The students make the furniture used in the buildings, such as bedsteads, dressers, washstands, chairs, tables, book cases and mattresses, and nowhere have we seen schools so well furnished as the building at Tuskegee. The machinery, wagons, plows, buggies, harnesses, etc., are all manufactured on the grounds.
Last year the tailor shop turned out over 1,000 new pieces: the millinery 1,412 hats and other articles; the dressmaking 1,309 pieces, besides 2,300 pieces of plain sewing, and the mattress division 5,118 mattresses. 1,367 brooms and baskets were manufactured. Besides Tuskegee makes its own brick and builds all of her own buildings. Among her students are all grades of mechanics such as architects, stone masons, brick layers, carpenters, tinners, plasterers, painters, etc. They have one of the finest electrical plants that can be found anywhere. All the instruments are installed, lines run and buildings wired and lighted by her own boys; in the foundry they mould all castings in use.
The landscape gardener has charge of the greenhouse and the grounds are as artistically arranged as in any city in the south. The young men are organized in a regiment of cadets and are drilled in the latest methods used in the United States army. Special attention is given to gymnastics for the young women and they have a well arranged gymnasium filed up and two large pools are connected with the men and women’s dormitories.
The Library building is the gift of Carnegie; the architecture is colonial and cost $20,000; It is two story and ais 50 x 110. An effort is being made to secure every pamphlet, book, newspaper, magazine and other works published by our people, so that this library will be the center of Information regarding literature published by the race. The Bible training school has an enrollment of seventy-three this year and has sent out fifty three graduates. The chapel seats over 2,000 persons and it is one of the grandest delights to see the auditorium filled with young men and women, and their choir of over <..can’t read number…> voices accompanied by the orchestra of 18 pieces, all join in singing anthems of praise to our God, who has redeemed us and given us such a privilege to worship him under the guidance of Tuskegee.
The constant aim is to correlate the <…> and industrial training that the student cannot get one without the other; hence the students go to school one day and the next day works at his trade and skill to accommodate all, the school is operated day and night. You never find an idler in Tuskegee, every hour must be accounted for. There is a great demand for the “Tuskegee graduates. A position awaits them and as soon as they receive their diplomas they are placed at the head of some enterprise.

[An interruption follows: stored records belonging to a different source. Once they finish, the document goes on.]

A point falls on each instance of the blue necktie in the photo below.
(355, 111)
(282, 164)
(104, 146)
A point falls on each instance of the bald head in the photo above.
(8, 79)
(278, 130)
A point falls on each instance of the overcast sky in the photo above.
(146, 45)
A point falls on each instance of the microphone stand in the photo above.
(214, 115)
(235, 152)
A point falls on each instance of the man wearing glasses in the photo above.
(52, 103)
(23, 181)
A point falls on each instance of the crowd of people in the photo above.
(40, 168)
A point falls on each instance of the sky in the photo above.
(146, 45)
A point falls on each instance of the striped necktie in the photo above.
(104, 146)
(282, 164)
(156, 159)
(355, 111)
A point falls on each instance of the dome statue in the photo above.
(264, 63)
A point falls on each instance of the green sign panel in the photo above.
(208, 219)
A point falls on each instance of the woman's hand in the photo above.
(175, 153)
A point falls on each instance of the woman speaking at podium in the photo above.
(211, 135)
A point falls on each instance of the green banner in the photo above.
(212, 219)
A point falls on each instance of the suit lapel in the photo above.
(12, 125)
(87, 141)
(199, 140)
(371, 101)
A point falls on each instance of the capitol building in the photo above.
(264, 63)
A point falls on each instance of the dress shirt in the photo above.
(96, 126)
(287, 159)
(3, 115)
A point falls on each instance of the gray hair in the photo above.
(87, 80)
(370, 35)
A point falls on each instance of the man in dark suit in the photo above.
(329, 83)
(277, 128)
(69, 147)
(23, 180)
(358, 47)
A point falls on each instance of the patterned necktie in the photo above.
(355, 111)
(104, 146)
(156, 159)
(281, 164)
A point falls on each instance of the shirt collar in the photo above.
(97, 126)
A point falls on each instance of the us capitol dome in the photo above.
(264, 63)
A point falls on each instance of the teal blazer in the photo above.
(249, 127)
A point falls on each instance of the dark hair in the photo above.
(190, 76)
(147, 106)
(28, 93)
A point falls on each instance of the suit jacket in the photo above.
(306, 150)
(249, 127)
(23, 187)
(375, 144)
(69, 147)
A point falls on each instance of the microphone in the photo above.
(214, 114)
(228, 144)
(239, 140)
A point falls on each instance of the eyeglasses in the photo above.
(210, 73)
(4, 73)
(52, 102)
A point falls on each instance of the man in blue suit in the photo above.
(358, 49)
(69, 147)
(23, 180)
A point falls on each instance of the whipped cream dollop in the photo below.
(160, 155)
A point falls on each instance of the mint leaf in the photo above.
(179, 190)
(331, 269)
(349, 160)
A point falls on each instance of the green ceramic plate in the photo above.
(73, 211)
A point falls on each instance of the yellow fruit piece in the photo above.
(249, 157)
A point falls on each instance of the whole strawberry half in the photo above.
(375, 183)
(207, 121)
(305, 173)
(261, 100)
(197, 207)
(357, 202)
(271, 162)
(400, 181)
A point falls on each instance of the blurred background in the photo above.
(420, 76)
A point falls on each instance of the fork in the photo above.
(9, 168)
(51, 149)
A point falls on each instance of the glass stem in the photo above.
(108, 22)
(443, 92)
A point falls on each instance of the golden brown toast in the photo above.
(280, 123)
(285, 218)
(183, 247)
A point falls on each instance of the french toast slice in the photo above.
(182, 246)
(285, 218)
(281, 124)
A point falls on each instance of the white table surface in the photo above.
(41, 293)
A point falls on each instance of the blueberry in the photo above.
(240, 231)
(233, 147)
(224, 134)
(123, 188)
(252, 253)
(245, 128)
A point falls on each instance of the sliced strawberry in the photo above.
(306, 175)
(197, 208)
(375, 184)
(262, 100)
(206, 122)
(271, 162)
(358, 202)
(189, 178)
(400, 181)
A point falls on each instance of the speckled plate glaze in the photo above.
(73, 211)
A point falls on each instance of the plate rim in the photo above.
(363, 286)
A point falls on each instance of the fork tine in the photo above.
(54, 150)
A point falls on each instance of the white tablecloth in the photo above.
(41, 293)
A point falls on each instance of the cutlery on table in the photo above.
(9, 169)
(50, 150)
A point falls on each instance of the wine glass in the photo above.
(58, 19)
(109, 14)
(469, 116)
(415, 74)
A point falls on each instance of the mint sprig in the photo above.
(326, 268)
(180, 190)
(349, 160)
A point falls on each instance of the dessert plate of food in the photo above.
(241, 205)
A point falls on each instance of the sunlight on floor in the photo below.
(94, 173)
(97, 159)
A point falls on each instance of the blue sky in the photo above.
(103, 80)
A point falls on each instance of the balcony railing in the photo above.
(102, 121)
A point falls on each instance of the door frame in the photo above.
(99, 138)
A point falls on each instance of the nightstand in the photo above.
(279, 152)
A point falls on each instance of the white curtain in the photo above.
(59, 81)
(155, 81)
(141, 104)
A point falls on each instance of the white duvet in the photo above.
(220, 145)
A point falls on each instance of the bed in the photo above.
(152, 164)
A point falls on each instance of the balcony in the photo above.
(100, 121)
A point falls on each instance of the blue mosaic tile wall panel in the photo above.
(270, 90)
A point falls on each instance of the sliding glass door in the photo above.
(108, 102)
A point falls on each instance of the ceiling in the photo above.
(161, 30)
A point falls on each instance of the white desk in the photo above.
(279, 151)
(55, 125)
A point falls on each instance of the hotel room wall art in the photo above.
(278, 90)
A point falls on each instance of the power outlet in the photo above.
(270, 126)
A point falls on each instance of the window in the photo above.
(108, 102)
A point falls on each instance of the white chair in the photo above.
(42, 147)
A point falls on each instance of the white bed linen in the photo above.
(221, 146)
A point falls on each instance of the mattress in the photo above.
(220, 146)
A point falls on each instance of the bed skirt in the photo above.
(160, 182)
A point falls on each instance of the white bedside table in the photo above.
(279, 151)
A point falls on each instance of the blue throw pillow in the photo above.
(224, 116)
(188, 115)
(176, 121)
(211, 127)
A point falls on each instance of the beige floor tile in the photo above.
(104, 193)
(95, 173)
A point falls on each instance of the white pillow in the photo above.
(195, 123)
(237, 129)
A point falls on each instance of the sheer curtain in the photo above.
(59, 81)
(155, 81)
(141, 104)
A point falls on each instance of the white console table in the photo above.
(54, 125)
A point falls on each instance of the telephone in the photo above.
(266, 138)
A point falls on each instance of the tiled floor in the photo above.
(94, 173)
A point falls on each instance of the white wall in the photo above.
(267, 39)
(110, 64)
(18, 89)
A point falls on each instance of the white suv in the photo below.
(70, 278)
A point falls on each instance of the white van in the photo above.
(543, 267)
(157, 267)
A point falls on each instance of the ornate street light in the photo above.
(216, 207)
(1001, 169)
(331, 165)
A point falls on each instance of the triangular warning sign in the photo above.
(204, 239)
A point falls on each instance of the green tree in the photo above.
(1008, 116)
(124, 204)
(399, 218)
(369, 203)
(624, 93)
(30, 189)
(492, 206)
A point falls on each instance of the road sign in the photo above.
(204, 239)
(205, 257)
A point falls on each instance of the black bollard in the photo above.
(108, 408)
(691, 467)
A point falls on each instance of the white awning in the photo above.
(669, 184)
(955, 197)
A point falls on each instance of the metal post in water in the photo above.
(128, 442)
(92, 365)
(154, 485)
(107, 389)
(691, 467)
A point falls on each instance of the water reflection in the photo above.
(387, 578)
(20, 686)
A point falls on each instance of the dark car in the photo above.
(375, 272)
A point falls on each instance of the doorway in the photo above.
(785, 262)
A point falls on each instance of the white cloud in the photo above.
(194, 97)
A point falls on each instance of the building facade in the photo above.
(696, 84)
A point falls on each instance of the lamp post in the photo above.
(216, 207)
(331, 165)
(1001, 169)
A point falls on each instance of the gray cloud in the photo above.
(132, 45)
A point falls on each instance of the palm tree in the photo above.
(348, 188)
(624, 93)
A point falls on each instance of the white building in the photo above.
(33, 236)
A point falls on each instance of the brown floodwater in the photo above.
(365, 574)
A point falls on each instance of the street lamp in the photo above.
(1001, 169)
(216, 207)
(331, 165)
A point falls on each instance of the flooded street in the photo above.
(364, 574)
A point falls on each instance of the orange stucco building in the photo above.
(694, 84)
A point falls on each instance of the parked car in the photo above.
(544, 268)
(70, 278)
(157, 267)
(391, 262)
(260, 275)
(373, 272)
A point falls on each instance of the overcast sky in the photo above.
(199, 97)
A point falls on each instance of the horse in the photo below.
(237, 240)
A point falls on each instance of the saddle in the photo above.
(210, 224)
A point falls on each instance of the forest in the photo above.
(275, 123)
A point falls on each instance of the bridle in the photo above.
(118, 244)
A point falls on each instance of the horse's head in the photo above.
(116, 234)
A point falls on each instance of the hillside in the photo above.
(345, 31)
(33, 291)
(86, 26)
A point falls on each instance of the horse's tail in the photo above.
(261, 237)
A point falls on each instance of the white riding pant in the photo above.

The Tuskegee school opened about twenty-five years ago in a rented house with thirty pupils; today the total value of property, equipment and endowment is about $2,075,000 with an annual payroll of $102,152.03 for teachers’ salary and current expenses. Tuskegee is not only a great manufacturing school, but is is the great money center, and it is the magnet that has attracted the wealthiest and best people of the land. At the head of this institution stands Prof. Booker T. Washington, who has made the school the greatest normal and industrial institution of the age, and year by year he and the school have increased in popularity and usefulness, and before them stand today a vast multitude of people anxious for a continuance of this great work.